Não sei mexer na Internet, já tentei, nem saí do canto. Não consigo usar
celulares e ainda tenho um telefone de disco. Preto. Enquanto os clientes não
chegam, monto e desmonto o mesmo relógio, um Ômega do meu pai. Sempre no mesmo
horário, à tarde. Perfeito, ele aponta três horas e são três horas, funciona bem,
desde ontem, quando foi consertado, mas ontem também estava na hora a certa,
como sempre esteve.
O relógio é de 1900, uma raridade. Foi o
primeiro modelo de pulso da empresa, segundo o catálogo. Policromado, movimento
Lépine, caixa em prata com dupla dobradiça, escudo floral branco, parte
posterior trabalhada em guilloché e
mostrador em esmalte. Abro para ver como é dentro, não resisto e tiro todas as
peças, a mola salta, mas remonto novamente, com esmero, e só preciso perguntar
as horas, acertar os ponteiros e dar corda. O tic-tac, então volta, preciso,
depois de seis horas de trabalho. De minhas profissões inúteis ou fora de
época, a de relojoeiro é a mais prezeirosa. Consertar relógios é um passatempo.
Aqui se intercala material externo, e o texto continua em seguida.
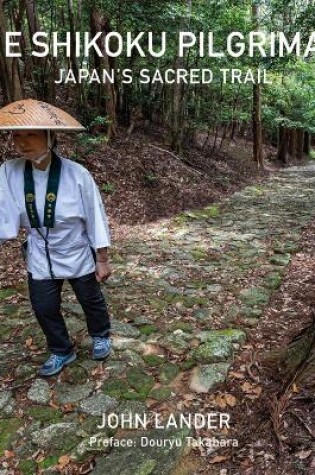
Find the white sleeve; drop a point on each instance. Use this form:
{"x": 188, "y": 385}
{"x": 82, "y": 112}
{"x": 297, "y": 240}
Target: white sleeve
{"x": 9, "y": 211}
{"x": 95, "y": 215}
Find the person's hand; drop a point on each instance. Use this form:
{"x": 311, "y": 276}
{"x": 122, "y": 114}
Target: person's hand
{"x": 102, "y": 271}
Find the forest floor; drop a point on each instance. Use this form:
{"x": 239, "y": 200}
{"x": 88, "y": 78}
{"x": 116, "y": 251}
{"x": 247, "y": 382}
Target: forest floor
{"x": 196, "y": 298}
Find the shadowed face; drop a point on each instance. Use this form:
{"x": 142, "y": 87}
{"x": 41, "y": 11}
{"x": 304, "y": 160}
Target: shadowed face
{"x": 30, "y": 143}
O ômega pronto, são nove da noite, passo
amolar facas, as mesmas de ontem, ou escrever cartas, datilografadas, sem remetentes,
apenas por diversão. Escrevo e guardo. Em seguida, também desfaço a máquina,
uma Remington, cujo dono deixou aqui, há alguns anos, e nunca veio pegar de
volta. Comprou um computador. Mas vejo uma grande vantagem na máquina – o
barulho. Cada letra é um baque, uma pancada no papel, uma letra impressa em
tinta que suja os dedos, um sinal de coisa viva.
Quando tenho tempo entro num elevador
qualquer, no centro da cidade, e fico subindo e descendo. Eventualmente,
pergunto a alguém “qual o andar?” e aperto o botão. Também me divirto com as
conversas, e fico misturando os assuntos, os daquele grupo que saiu com o que
entrou, e assim por diante. Só não gosto quando o elevador fala. Anuncia o
andar, as portas se abrem sem minha ajuda, permaneço em silêncio e descubro
outro tempo, fora do meu. Volto para casa, ao relógio, a corda salta...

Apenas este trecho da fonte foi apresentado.